Вино принесли на серебряном блюде. Граф низко склонился, подавая гостю бокал. На побледневшем лице Шенборна цвела обольстительнейшая улыбка.
Расплёскивая душистый мозельвейн, царевич говорил, что у него немало друзей и они поддержат его в стремлении к трону, помогут взять скипетр в руки и возложить на голову священную шапку Мономаха, которой хочет лишить его отец. С гневом, с ненавистью, столь страстной, что было непонятно, как она бушует в хилом теле наследника, он произнёс несколько имён: Меншиков, Ромодановский, Толстой, Ушаков. Назвал их хулителями веры, ниспровергателями святой старины. Сказал, словно плюнул: «Любимцы царя».
Шенборн, слушая царевича, не раз и не два мысленно сказал: «Спокойно, спокойно, спокойно…» Больше того, граф попытался припомнить похожие примеры из древней истории. Но волнение его было всё же столь велико, что память не могла подсказать что-либо подобающее случаю. Всё же Шенборн из дипломатической осторожности на том речь гостя прервал заботливым напоминанием о необходимости такой высокой особе, как наследник царя, беспокоиться о здоровье. Плавным движением граф коснулся платья наследника и выразил сомнение в том, что оно достаточно сухо и тепло.
Поднялся. Приглашающий жест его был полон изящества. Скрытыми, тайными ходами, которых было множество в старом дворце, граф провёл наследника к выходу.
Карета уже ждала. Царевича с осторожностью свели со ступенек. Шурша колёсами по схваченной морозом земле, карета отъехала.
Вице-канцлер поднёс холодные тонкие пальцы ко лбу. Лоб пылал.
То было в Вене. А Пётр Андреевич, непременно имея сей город на памяти, озабочен был в эти дни трудами — сыскать корень происшедшего с царевичем в России, ибо полагал, и не без оснований, что тут, тут вся закавыка. О тёмных словах Александра Кикина, оброненных в митавской корчме: «Поезжай в Вену, там тебя не выдадут», — сообщил он светлейшему князю Александру Даниловичу Меншикову, как и велел Пётр. И обсказал, дабы Александр Данилович за дело взялся покрепче и что поручение это царёво. Наказал: «Не пугай Кикина до времени. О разговорах с наследником разведай исподволь, если к тому случай будет».

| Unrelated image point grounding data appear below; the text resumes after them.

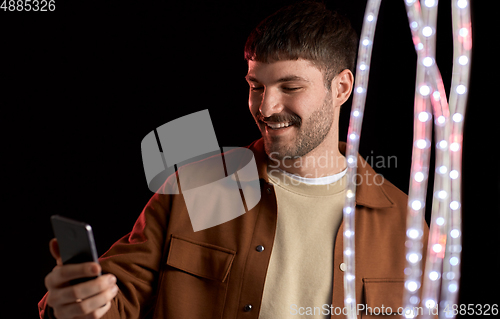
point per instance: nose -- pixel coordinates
(271, 103)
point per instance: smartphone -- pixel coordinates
(76, 242)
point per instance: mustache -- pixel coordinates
(295, 119)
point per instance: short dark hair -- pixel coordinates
(306, 30)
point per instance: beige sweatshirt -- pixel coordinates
(300, 273)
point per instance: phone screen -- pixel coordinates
(76, 241)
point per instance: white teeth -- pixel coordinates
(279, 125)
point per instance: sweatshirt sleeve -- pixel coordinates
(136, 261)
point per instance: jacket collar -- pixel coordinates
(369, 190)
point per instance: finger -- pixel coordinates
(89, 305)
(54, 251)
(61, 275)
(99, 312)
(84, 290)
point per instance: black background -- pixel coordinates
(81, 86)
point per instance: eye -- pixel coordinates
(256, 88)
(291, 89)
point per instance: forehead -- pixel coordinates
(273, 71)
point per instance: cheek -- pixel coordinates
(254, 103)
(302, 104)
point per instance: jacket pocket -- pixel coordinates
(195, 281)
(383, 297)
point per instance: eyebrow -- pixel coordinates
(287, 78)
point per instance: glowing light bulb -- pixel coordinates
(421, 144)
(461, 89)
(454, 205)
(454, 147)
(413, 258)
(442, 169)
(424, 90)
(427, 61)
(419, 176)
(457, 117)
(430, 303)
(442, 194)
(454, 174)
(436, 95)
(423, 116)
(463, 60)
(413, 233)
(416, 205)
(442, 144)
(411, 286)
(452, 287)
(433, 275)
(429, 3)
(437, 248)
(454, 233)
(440, 221)
(462, 4)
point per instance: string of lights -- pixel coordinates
(354, 134)
(444, 243)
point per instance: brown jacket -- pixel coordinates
(165, 270)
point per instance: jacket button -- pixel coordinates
(247, 308)
(343, 267)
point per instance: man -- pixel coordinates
(283, 258)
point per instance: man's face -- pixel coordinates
(290, 105)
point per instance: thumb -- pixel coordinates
(54, 250)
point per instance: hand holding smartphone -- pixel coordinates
(76, 242)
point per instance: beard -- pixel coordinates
(309, 133)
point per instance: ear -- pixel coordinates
(342, 86)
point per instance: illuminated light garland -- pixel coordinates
(430, 99)
(358, 104)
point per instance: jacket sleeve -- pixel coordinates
(136, 261)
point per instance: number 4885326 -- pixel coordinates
(28, 5)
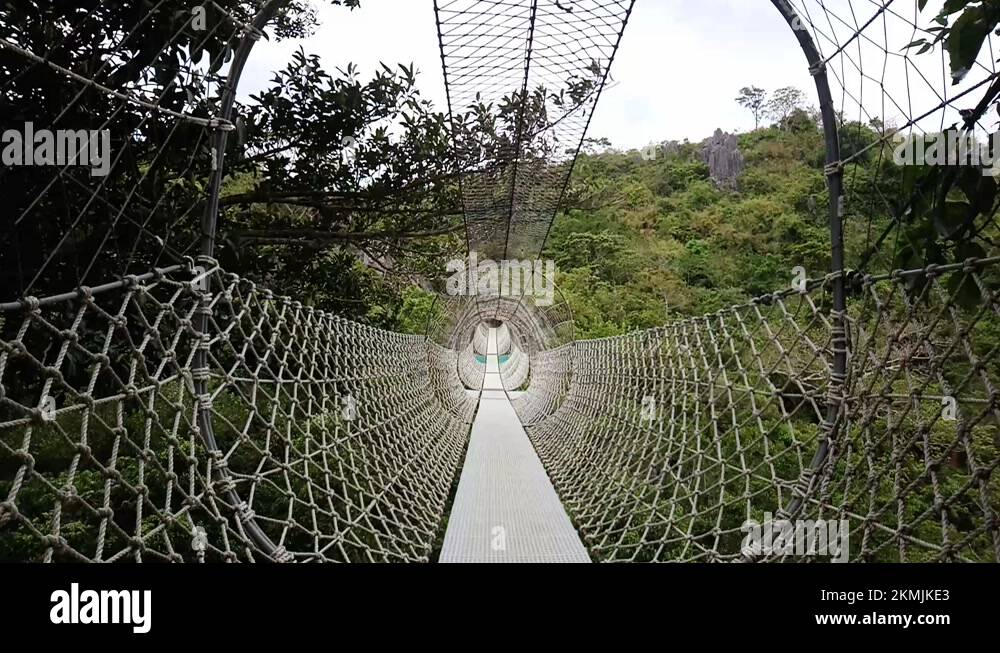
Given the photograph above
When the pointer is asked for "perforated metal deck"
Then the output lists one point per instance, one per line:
(506, 509)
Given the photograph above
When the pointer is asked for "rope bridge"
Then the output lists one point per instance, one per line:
(154, 407)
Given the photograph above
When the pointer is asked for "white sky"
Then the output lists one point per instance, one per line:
(680, 65)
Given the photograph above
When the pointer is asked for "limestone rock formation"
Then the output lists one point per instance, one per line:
(725, 161)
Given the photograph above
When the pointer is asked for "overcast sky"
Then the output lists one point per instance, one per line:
(680, 65)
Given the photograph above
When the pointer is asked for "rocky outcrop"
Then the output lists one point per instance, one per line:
(725, 161)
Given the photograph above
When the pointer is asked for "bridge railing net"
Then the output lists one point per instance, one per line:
(666, 443)
(669, 440)
(333, 440)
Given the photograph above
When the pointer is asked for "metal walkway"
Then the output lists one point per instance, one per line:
(506, 509)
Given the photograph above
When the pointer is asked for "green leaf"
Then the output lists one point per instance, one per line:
(965, 40)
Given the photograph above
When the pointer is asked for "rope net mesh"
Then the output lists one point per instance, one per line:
(173, 411)
(529, 75)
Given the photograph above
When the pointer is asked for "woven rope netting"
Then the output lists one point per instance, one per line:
(155, 407)
(881, 410)
(171, 411)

Меншиков — человек на руку быстрый — случай поторопил.
Накануне великого праздника рождества Христова светлейший заехал к старому князю Фёдору Юрьевичу Ромодановскому. Князь болел с лета — тяжело, безнадёжно. Говорили о нём: «Не жилец».
Возок подкатил к новому, с колоннадой, княжескому дому, и Меншиков, спрыгнув на снег, легко взбежал по широким ступеням подъезда. Морозец был изрядный. Снег хрустел под каблуками. Дворецкий принял шубу. Меншиков походил по вестибюлю, с удовольствием приглядываясь к широким окнам, заставленным прозрачным, как воздух, аглицким стеклом. Немногие могли похвастать такой новинкой. Светлейший подумал:
«Дворцу бы тому Пётр порадовался — вот-де какие в Питербурхе хоромы строить стали».
Меншиков обогрелся у камина — не хотел студить больного, — вошёл к князю.
Тот лежал в кресле — грузный, бледный. На воздухе уже полгода не был. Но с отёчного лица из-под нездорово нависших век глянули на светлейшего по-прежнему острые, угольного цвета глаза.
Меншиков поклонился низко, как кланялся немногим, и голосом бойким, слишком уж бойким сказал:
— Князь, праздник великий днями… Пошумим…
— Садись пониже, — ответил князь, — голову мне поднимать невмочь.